Rapat dipimpin Ketua DPRD Ober Datte bersama jajaran pimpinan dewan serta dihadiri unsur Forkopimda, kepala perangkat daerah, dan tamu undangan lainnya.
WTP ke-14 Jadi Bukti Tata Kelola Keuangan
Bupati Luwu Timur, Irwan Bachri Syam, mengatakan penyampaian Ranperda tersebut merupakan kewajiban pemerintah daerah sesuai Undang-Undang Nomor 23 Tahun 2014 tentang Pemerintahan Daerah.

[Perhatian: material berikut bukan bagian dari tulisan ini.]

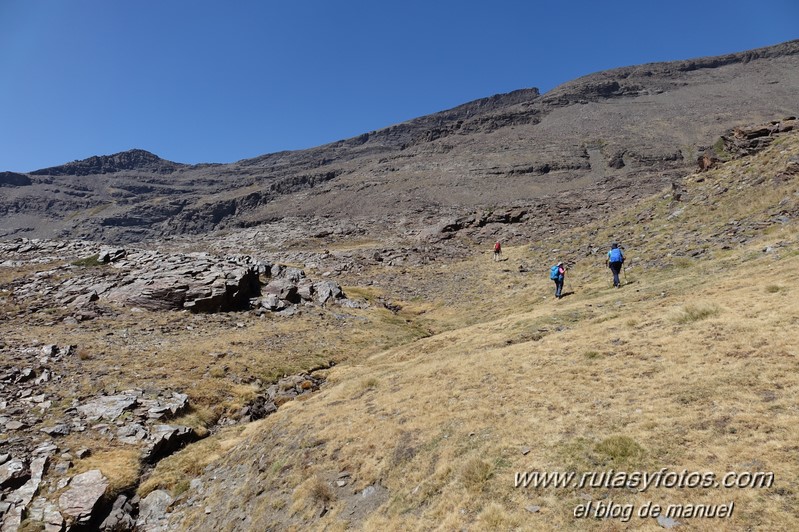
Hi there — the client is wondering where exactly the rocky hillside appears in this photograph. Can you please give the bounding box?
[0,120,799,531]
[0,41,799,243]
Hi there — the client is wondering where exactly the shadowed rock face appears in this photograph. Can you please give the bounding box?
[0,41,799,242]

Laporan keuangan pemerintah daerah telah disusun berdasarkan Standar Akuntansi Pemerintahan serta diaudit Badan Pemeriksa Keuangan Republik Indonesia sebelum disampaikan kepada DPRD.
Hasil pemeriksaan kembali mengantarkan Pemerintah Kabupaten Luwu Timur meraih opini Wajar Tanpa Pengecualian atau WTP untuk keempat belas kalinya secara berturut-turut.
“Keberhasilan mempertahankan opini WTP ke-14 merupakan hasil kerja keras seluruh jajaran pemerintah daerah serta dukungan DPRD dalam mewujudkan tata kelola keuangan yang akuntabel dan transparan,” kata Irwan.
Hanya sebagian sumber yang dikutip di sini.